I actually believe it's all of the above. I believe everyone is correct in a sense and it's about what level your are reading from.

- A reader can begin a reading with the intention of getting information from a "particular spirit."

- Another reader (or the same) can give a reading with the intention of connecting to the Angelic Realm.

It all depends on the intention.

- Another gives readings using their Higher Self (intuition). I believe the Higher Self is open to divine information from other dimensions. So if you or the clients guides/guidance gives you advice (or that gut feeling), your Higher Self will hear it... and one might say "well my intuition is telling me..." Anytime you sit yourself in front of a deck of cards and agree to read for someone, you are agreeing to be a channel for their guidance. (Whether the reader knows it or not.)

Then there's synchronicity or as some might say "coincidence." We can say the cards fell that way because it was synchronicity. My personal view is that synchronicity happens when the spiritual world is attempting to get a message across. Ex. A friend from 10 years ago calls you, and you were JUST thinking about her. Maybe the point is to show you that you should pay more attention and you have intuitive abilities? Or you're thinking of going on this date with a man you're no sure about. You get in the car and drive and you see a STOP sign. And it reminds you of him. Then you turn on the radio and you hear the lyrics "that man is no good. Would cheat if he could." :)

You can also be one of those "men suck and the world sucks" readers who projects all of your own disappointment onto your clients and the cards show just that.

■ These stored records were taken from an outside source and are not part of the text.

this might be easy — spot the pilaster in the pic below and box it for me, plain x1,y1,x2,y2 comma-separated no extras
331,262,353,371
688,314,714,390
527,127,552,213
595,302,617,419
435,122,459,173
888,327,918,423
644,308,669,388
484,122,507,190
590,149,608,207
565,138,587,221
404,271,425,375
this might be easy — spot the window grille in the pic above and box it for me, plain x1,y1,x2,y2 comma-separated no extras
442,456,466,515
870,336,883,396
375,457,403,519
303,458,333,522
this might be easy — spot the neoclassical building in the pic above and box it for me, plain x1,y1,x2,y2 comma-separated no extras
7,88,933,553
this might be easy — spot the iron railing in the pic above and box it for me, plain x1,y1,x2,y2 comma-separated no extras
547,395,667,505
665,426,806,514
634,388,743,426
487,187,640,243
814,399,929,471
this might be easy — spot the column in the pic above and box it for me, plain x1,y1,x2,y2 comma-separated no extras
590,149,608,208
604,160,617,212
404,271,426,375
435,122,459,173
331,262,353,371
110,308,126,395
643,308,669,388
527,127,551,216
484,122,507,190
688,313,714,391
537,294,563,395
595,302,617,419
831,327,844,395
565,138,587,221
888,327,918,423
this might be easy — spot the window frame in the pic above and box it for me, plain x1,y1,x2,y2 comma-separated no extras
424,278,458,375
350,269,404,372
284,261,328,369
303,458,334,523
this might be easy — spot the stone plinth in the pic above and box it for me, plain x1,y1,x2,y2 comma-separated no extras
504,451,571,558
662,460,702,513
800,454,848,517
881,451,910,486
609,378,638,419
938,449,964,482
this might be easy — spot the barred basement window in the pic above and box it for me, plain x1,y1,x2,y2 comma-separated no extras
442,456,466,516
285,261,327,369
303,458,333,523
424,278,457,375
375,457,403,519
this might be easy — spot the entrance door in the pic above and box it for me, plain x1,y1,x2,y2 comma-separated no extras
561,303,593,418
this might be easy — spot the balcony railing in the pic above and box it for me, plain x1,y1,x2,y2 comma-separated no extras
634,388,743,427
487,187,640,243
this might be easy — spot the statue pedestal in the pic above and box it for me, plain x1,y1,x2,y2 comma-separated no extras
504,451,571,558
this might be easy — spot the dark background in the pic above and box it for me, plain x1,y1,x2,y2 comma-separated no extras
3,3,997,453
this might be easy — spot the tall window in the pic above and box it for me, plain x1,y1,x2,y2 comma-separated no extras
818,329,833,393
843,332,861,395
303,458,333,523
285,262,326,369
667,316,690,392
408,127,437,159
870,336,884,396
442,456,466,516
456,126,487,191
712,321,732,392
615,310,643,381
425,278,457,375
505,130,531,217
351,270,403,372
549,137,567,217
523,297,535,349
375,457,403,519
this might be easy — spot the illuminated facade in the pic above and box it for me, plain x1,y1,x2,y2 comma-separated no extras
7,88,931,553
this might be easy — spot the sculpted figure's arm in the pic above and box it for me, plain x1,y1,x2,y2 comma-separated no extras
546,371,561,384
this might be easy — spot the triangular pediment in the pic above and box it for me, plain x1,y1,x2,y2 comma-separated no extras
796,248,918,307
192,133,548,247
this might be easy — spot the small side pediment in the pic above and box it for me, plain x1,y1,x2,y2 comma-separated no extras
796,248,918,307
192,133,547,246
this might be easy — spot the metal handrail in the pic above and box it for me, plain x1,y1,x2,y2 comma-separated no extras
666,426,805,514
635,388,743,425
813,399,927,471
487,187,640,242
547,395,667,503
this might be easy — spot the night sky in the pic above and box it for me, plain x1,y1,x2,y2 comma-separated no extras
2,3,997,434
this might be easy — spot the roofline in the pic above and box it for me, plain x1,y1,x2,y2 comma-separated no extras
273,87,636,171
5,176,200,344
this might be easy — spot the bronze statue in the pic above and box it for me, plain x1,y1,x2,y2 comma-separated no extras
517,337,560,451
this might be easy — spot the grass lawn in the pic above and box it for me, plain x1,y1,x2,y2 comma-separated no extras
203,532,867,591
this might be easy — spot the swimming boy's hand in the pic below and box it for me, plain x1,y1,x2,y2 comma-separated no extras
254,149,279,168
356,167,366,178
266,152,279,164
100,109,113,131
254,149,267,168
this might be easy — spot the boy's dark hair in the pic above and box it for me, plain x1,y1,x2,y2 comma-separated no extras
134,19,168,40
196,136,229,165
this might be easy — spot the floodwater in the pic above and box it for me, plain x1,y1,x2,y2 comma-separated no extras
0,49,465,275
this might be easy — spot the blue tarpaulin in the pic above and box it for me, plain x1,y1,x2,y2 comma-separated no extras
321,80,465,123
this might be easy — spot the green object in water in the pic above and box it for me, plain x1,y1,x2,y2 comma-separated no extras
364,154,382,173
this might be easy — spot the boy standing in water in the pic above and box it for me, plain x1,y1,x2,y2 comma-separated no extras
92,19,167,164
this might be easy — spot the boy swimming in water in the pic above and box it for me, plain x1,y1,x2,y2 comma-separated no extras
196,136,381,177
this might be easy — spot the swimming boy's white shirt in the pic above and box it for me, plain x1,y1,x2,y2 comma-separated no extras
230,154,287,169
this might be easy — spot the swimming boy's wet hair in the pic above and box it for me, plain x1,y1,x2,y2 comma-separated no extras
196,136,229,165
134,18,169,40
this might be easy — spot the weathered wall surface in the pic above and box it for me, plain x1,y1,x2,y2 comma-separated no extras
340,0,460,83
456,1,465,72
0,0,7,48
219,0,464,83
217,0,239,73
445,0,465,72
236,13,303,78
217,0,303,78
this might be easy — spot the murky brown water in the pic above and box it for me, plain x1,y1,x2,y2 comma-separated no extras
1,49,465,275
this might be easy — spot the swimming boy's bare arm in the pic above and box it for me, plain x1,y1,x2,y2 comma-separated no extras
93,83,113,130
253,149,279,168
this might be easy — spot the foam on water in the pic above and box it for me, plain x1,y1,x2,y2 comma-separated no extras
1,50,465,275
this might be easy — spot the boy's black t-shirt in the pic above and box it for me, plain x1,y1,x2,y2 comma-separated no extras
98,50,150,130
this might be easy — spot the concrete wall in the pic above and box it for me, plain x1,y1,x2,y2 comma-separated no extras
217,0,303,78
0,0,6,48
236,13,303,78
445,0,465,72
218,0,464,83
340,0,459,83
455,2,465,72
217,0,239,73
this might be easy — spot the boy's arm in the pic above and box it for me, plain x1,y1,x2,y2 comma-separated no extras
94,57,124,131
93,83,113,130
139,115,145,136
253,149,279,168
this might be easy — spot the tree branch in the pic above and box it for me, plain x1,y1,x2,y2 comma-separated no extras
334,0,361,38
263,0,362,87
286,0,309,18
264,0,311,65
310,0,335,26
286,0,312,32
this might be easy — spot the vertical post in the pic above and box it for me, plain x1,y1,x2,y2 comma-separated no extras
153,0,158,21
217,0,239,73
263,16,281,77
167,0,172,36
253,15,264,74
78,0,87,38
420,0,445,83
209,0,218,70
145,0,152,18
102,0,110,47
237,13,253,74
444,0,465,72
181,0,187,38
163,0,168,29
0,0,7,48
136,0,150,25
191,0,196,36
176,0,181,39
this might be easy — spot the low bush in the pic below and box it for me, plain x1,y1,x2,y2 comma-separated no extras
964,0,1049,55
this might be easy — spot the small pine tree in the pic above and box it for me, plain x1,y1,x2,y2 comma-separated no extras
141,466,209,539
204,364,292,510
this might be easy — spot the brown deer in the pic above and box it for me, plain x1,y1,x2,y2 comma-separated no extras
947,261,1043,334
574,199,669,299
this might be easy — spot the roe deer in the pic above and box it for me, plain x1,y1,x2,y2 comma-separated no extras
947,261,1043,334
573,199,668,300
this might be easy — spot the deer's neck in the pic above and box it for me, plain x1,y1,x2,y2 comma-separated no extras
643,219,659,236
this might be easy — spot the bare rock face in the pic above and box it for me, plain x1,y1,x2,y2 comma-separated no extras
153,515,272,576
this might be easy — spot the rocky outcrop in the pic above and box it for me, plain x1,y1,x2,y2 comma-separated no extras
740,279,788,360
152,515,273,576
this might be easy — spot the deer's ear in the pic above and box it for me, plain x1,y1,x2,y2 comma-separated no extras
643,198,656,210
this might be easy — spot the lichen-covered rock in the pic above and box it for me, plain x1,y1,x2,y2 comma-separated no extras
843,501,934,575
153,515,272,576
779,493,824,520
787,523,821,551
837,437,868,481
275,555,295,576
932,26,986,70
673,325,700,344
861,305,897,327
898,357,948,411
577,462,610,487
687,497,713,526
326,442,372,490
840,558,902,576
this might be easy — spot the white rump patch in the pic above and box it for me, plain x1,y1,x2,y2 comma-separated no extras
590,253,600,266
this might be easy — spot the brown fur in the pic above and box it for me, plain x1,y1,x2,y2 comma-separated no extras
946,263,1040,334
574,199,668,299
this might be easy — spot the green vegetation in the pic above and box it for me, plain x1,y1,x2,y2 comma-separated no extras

And I do believe many outcomes are changeable and are based on what occurs in the astral plane- the plane that is reactive to intentions and thoughts on a subconscious and unconscious level. It's also the plane where "everyday magick" happens. If you project something-- fear, negativity, wishes, positivity, etc-- the energy will likely manifest into reality. So the result of our conscious and unconscious projection. I've done many readings where the client has a very negative state of mind, and the outcome was always negative. BUT with a simple shift of perception and choices, the outcome completely changes.

So again, I think everyone is correct. I think it is a matter of semantics and belief systems. But I'm pretty sure if we all found ourself on a plane with 100 other from all different walks of life, the people in this thread would probably have a lot more in common belief wise then the non-threaders!